Vote for ‘Change’ is after all not a vote for change

This is historic not because BJP has won the General Elections 2014 but because it decimated Gandhis, Samajwadi Party, Mayawati, Nitish Kumar, Lalu Yadav and the Left. Jayalalitha, Mamta Banerjee and Navin Pattnaik have somehow held onto their grounds. The Facebook, at least whose posts were visible to me, went silent once it became evident that Bharatiya Janata Party (BJP) will win the General Elections. Maybe gradually they would reappear after introspecting into their arguments. The calculations and counter-calculations about how difficult it was for BJP to win also stopped. Maybe those who were claiming to having their ears to the ground need to concede that they did not have an inkling about the electoral battleground. This is a clean sweep with decimation of all political forces. The Left has been further marginalized and needs to do some serious introspection. As per the logic of representative democracy the nation wants Narendra Modi as Prime Minister and the ‘past’ did not really matter to people who voted. However, it may be argued that the candidate who wins an election, in fact, gets less votes than the combined will of others who do not want him/her to win. Hence, there is a substantial mass which did not want BJP to come to power. But that is all in the realm of speculation.

The vote is no doubt for change, as BJP says. However, what is tricky here is the idea of ‘change’ itself. The need for change appears in any situation when the existing conditions of existence are not satisfactory; when the status quo needs to be altered. Change in electoral democracy is conveyed in many ways – when drains are overflowing and political party in power does nothing people want a change; when farmers commit suicide due to agrarian crisis and the issue remains unaddressed people want change; when industry is not allowed freedom to do what they want to do they want change and so on and so forth. ‘Change’ as an idea, in other words, is used by different people located in different situations and it emerges out of where they locate themselves vis-a-vis the others as well. Hence, there is a movement for radical social change and there is momentary hullabaloo for change; there is a clamor to change the government which stifles the business and there are voices for change against those who take over people’s lands, mountains, forests and rivers. In the representative democracy when RSS or BJP say that it is a vote for change they are not mistaken. People did not vote for others for a reason – they thought BJP will bring about ‘change’ in their lives. Congress and its allies of different kind had led to devastation of people’s lives – their everyday affair was in shambles, from food inflation, to corruption, to unemployment to shamelessness of telling people that they can survive a day with Rs.32 or have food for Rs.12. But then why did BJP become the only alternative for people is something which needs serious rethinking.

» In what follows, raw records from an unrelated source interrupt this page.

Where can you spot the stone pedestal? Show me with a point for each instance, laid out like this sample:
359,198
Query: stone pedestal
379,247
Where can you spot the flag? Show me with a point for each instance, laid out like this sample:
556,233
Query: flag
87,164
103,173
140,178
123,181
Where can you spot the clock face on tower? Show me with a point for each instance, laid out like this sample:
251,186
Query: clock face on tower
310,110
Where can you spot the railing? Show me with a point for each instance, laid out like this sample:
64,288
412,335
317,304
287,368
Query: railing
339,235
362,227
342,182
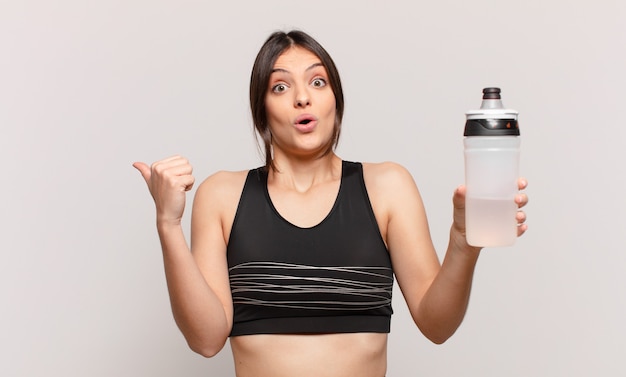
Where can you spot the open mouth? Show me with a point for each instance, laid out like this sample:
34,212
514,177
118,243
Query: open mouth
304,119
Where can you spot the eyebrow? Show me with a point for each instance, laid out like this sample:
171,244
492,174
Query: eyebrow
314,65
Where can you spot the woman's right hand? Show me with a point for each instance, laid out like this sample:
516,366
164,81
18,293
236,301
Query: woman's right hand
168,180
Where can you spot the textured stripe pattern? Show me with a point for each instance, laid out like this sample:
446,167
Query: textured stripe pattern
296,286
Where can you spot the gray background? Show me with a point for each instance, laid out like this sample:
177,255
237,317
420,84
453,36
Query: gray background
88,87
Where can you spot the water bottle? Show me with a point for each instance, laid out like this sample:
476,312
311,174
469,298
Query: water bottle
492,149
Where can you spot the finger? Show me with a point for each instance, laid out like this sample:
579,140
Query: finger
521,229
458,200
187,182
144,169
521,200
174,165
522,183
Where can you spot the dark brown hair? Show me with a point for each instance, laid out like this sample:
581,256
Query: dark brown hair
273,47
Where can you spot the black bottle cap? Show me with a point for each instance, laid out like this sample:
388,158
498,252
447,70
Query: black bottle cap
491,93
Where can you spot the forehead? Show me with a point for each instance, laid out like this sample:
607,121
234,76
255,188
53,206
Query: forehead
296,57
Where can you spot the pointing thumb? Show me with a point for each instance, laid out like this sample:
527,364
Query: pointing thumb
144,170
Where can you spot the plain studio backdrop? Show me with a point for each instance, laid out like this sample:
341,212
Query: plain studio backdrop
88,87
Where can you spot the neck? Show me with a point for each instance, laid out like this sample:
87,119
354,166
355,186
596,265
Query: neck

Here, notably, what bourgeois politics and its version of democracy represented through electoral exercise does is that it modifies the idea of ‘change’ to not necessarily changing of status quo but to changing of the facade of the existing forms of governance. In other words, like the Parsonian framework they argue that the problems of hunger, poverty, corruption, violence against women, etc., can be resolved by tinkering with the different instruments/units of the system. The system is not wrong or responsible for all these problems but may be a new party or a new Prime Minister will resolve the problems. The effort is always to convince people that the problem is largely because of some mismanagement of the system, it is not because a few want to accumulate as much wealth as possible at the cost of others.

It is important to highlight that if an analysis of representative democracy continues to be done with reference to the cosmetic changes it would always yield erroneous analysis. What has to be understood is the fact that there is discontent with the existing order of things. And this discontent is due to the way the existing system through its aggressive and persistent focus ensures that a few keep getting rich at the cost of most. It is essentially because of how a farmer’s loan if unpaid is a crime but a corporate loan of over Rs.70,000 crore becomes an act of celebration. The discontent is because the system facilitates an easy life for the owners of capital at the cost of others. This discontent is not so much about secularism and communalism, which some political forces treat as if devoid of any politico-economic content. It is the fallacious understanding of ideas of secularism and social justice that has allowed under different garbs the basic questions to be scuttled by the electoral politics. It has failed to bring forth the idea that the oppressed communities need ultimately a politics that radically alters the nature of the existing system; that addresses the profound reasons for the discontent rather than its superficial textures.

It is amply clear that the misdeeds of a regime (Congress in this case) carried the potential of generating sufficient discontent. A situation had to be avoided by the corporate capital wherein an ‘unstable’ government is formed which may not accede to its demands and whimsical desires. Hence, the only option was to supplant Congress with BJP. It is this logic which saw money and resources being pumped into the election campaigns of the BJP and a little less into that of Congress. There is a fear of ‘instability’ because it would upset the existing arrangements whether it is about pricing of natural resources or taking away the benefit of tax waivers or subsidies to corporates. Though, this would also mean ‘change’ but that change has to be avoided in the interests of the corporate capital. Therefore, the vote for ‘change’ would continue to remain a farce. In fact, it is another means to ensure that the corporate capital has a way in dictating how the economy and politics of the nation should be. What this election has done is given a strong hand to the capitalist class to do what they would like to. This is the meaning of a ‘strong and stable’ government.